Sebelumnya, kubu Bajul Ijo sudah melayangkan surat protes resmi ke PSSI, terkait insiden berbahaya yang dialami Bruno Moreira tersebut.
Terlepas dari berbagai sudut pandang yang ada, baik dari kubu PSS Sleman maupun Persebaya Surabaya, pelanggaran horor yang dilakukan Harmisi secara jujur menunjukkan, seberapa bobrok sepak bola nasional.
Secara kasat mata, seorang Wahyudi Hamisi mungkin akan dianggap sebagai biang kerok atau semacamnya. Tapi, kalau mau dilihat lebih jauh, sebenarnya ini adalah buah dari satu sistem yang bobrok, bahkan sejak masih dalam pikiran, dan wajar jika hasilnya pun tak beda jauh.
Atas nama "profesionalisme", melanggar lawan, kalau perlu sampai cedera parah, menjadi satu hal yang dinormalisasi. Ada yang bahkan tanpa malu menyebut ini sebagai bagian dari strategi.
Saking dianggap normalnya, sampai ada anekdot "bola boleh lewat, tapi orangnya tidak". Dari anekdot ini juga, ada label keliru dalam wujud cap "pemain keras" atau semacamnya.

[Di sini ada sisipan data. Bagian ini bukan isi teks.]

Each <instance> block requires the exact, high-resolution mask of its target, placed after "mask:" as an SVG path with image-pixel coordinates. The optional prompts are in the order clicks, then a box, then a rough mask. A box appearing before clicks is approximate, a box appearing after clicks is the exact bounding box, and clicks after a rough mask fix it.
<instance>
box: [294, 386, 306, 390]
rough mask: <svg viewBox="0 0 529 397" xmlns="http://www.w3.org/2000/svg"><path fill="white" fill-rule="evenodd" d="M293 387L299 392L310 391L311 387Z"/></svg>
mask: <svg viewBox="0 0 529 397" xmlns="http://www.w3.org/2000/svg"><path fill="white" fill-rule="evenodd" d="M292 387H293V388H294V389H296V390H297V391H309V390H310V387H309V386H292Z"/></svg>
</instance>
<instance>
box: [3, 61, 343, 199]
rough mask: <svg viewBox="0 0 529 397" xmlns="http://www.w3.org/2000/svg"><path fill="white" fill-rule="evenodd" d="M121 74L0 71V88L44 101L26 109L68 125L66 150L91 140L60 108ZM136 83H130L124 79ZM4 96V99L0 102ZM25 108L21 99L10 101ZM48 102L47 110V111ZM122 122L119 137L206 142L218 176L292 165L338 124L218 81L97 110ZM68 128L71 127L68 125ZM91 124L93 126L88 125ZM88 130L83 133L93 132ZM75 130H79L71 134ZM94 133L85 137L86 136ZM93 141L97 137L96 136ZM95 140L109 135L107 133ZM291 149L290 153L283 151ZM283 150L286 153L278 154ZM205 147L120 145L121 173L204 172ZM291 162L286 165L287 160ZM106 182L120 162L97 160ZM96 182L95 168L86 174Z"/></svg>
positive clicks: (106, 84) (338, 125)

Padahal, "main keras" seharusnya identik dengan gaya main lugas, sedikit provokasi, tapi tak sampai membahayakan lawan dengan potensi dampak sangat fatal.
Di sepak bola Italia, taktik ini memang ada, dan dikenal dengan sebutan "Furbizia" alias "seni berbuat culas". Tapi, sekotor-kotornya Furbizia, ia tak sampai menamatkan karier atau membahayakan nyawa pemain lawan dengan seketika,
Cedera sendiri memang jadi satu risiko umum olahraga intens seperti sepak bola, tapi jika itu berasal dari insiden pelanggaran yang dampaknya sampai bisa membahayakan nyawa, jelas ada yang salah.
Apa sepak bola di Indonesia memang sudah kawin silang dengan olahraga bela diri?
Di sisi lain, insiden horor yang dilakukan Hamisi juga menunjukkan, seberapa fatal kekeliruan cara pandang, khususnya dalam konteks sepak bola sebagai sebuah olahraga.
Disadari atau tidak, "kemenangan" atau hasil akhir seperti sudah dipatok jadi tujuan utama yang harus dicapai. Jadi, normal kalau pelanggaran keras bahkan brutal, masih umum ditemui, dari kompetisi kasta tertinggi sampai paling bawah.